Notes from TUG2008 in Cork: Day 2

2008-07-22

These are rough notes from a public event, and any errors or stupidity should be attributed to me and my poor note taking; I hope these notes are useful despite their obvious flaws, and everything should be double checked :)

Unicode and TeX

Arthur Reutenauer

9:05 [5 mins late]]

XeTeX does on the fly translation from UTF8 to TeX’s “legacy” encodings.

RFC 4646 is a language naming scheme standard that covers everything; the ISO 2 or 3 character codes don’t cover enough language variants. Eg, the UK language could be British English or Ukranian.


xindy: UTF8 indexes

Joachim Schrod

9:30

if you create a in index, that usually means page numbers. But not always; music pieces have names, Bibles have named sections that matter. Ranges over structured location references. xindy allows for this. We have a declarative style language for both declaring these locations and for defining the output style. We have pre-made modules for common tasks.

Perhaps the most important contribution of xindy is its theoretical model for index creation. Something that LuaTeX could take on?

We have a set of predefined languages - even Klingon ;) - although that’s not in Unicode! ;p - but this isn’t a very wide selection, its euro centric (because its a community effort)
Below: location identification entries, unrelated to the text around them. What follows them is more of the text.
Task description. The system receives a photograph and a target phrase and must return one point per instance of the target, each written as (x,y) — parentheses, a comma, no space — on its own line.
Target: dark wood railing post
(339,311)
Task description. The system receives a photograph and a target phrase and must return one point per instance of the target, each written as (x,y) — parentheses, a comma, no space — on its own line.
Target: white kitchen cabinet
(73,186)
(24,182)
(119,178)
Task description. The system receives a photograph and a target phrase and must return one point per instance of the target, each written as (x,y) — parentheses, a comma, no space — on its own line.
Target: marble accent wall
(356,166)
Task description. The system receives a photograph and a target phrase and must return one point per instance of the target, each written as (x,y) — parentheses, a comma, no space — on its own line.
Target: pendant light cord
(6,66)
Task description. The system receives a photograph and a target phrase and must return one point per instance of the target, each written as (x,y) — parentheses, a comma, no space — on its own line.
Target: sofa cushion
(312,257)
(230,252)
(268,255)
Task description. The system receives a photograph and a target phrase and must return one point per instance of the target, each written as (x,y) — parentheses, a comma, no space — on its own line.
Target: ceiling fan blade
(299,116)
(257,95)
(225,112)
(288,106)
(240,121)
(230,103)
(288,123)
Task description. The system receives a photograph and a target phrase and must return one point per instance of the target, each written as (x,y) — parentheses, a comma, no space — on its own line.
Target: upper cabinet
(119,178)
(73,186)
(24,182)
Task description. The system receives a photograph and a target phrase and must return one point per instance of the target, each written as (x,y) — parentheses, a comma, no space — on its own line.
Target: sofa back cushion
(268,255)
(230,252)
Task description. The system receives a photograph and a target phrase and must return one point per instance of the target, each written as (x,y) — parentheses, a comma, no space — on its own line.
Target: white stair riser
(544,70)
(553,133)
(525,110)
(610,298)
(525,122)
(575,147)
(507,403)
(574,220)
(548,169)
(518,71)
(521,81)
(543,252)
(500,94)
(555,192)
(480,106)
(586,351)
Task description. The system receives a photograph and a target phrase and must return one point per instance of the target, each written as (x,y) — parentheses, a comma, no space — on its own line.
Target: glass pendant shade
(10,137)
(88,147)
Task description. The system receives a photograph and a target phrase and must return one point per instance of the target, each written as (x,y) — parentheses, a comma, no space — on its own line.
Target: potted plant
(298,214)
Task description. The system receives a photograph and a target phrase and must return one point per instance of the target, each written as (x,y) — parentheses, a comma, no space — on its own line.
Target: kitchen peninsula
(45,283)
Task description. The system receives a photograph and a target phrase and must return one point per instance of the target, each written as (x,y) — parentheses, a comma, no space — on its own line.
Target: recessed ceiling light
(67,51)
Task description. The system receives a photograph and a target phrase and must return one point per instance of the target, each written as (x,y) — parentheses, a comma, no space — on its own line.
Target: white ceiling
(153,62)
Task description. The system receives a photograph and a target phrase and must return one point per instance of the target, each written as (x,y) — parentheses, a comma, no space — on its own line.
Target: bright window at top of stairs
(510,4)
We have markup normalisation for the index; we made a TeX introductory book that has “\MF” and so on instead of “\index{METAFONT@\MF}”


Do we need a ‘Cork’ math font encoding?

Ulrik Vieth

10:00

Returning to Cork this year, I thought about the last time, when the Cork encoding was developed. It provided a model for more 8 bit font encodings, supported many European languages, and started further developments. Its complete 7 bit ASCII support was good … but some shortcomings; didn’t follow any other standards like ISO Latin 1 or 2, and input and output encodings were different (solved in 93/94 by LaTeX2e and inputenc and fontenc) and created a lot of local encoding forks (solved by TeX Gyre fonts) and left out text symbols and the glyphs commonly available in PostScript fonts. So there was a big mess of font encodings.

This is only resolved by moving to Unicode and OpenType fonts. The TeX Gyre project provides a consistent implementation of many encodings, with a root in Unicode/OpenType.

Today, TeX is transitioning again - from DVI/PS to PDF, scalable fonts have replaced bitmap PK fonts, Unicode and OpenType are replacing 8 bit encoded fonts thanks to the new engines that are widely available.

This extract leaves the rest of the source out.